Et puis cette voix, celle de la chanteuse, m'est familière. Où l'ai-je entendue cette voix, une fois l'album inséré dans le lecteur ? Oui, c'est cette même chanteuse berlinoise d'Exploded View, Annika Henderson, qui est également journaliste dans la vie. Et j'aime me passer quelquefois le premier album d'Exploded View avec ce mélange musical entre trip hop et rock allemand.
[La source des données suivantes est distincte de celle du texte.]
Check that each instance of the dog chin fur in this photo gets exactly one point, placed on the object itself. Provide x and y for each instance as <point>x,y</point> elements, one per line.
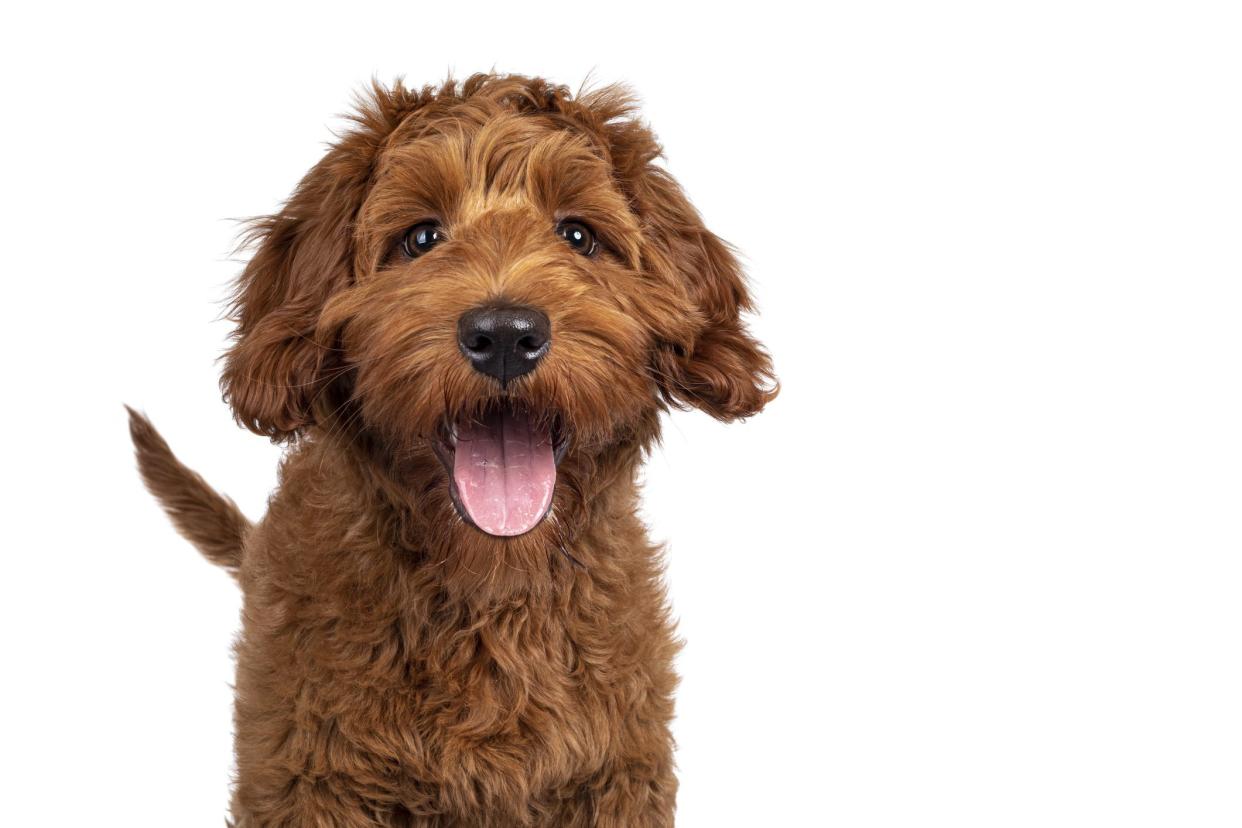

Abyss, dernier album en date d'Anika et son troisième (sauf erreur) qui succède à Change paru en 2021, révèle un contenu de morceaux bruts et frontaux. C'est comme un de ces disques rêches et secs dont PJ Harvey nous habituait dans les années 1990. L'ambiance est sombre, la guitare plane dans l'air quand elle ne trace pas des saillies raides qui égratignent l'atmosphère, cet instrument à corde électrique indissociable aux rockers qui ici vole parfois en surplace avant de fondre tel les petits faucons avec les serres déployées et que nous observons au-dessus des champs (le bien grungy "Abyss" et le tabassant "Honey"). On n'oublie pas la section rythmique qui tamponne à des moments plus nerveux (le punk "Out Of The Shadows").
Je n'ai peut-être pas trouvé l'album de l'année ni un des albums de plus qui marquera ma vie, mais Abyss s'écoute aisément et pourra répandre une électrique bande son à des ambiances particulières comme lorsque le soleil boude derrière une couette nuageuse de plomb.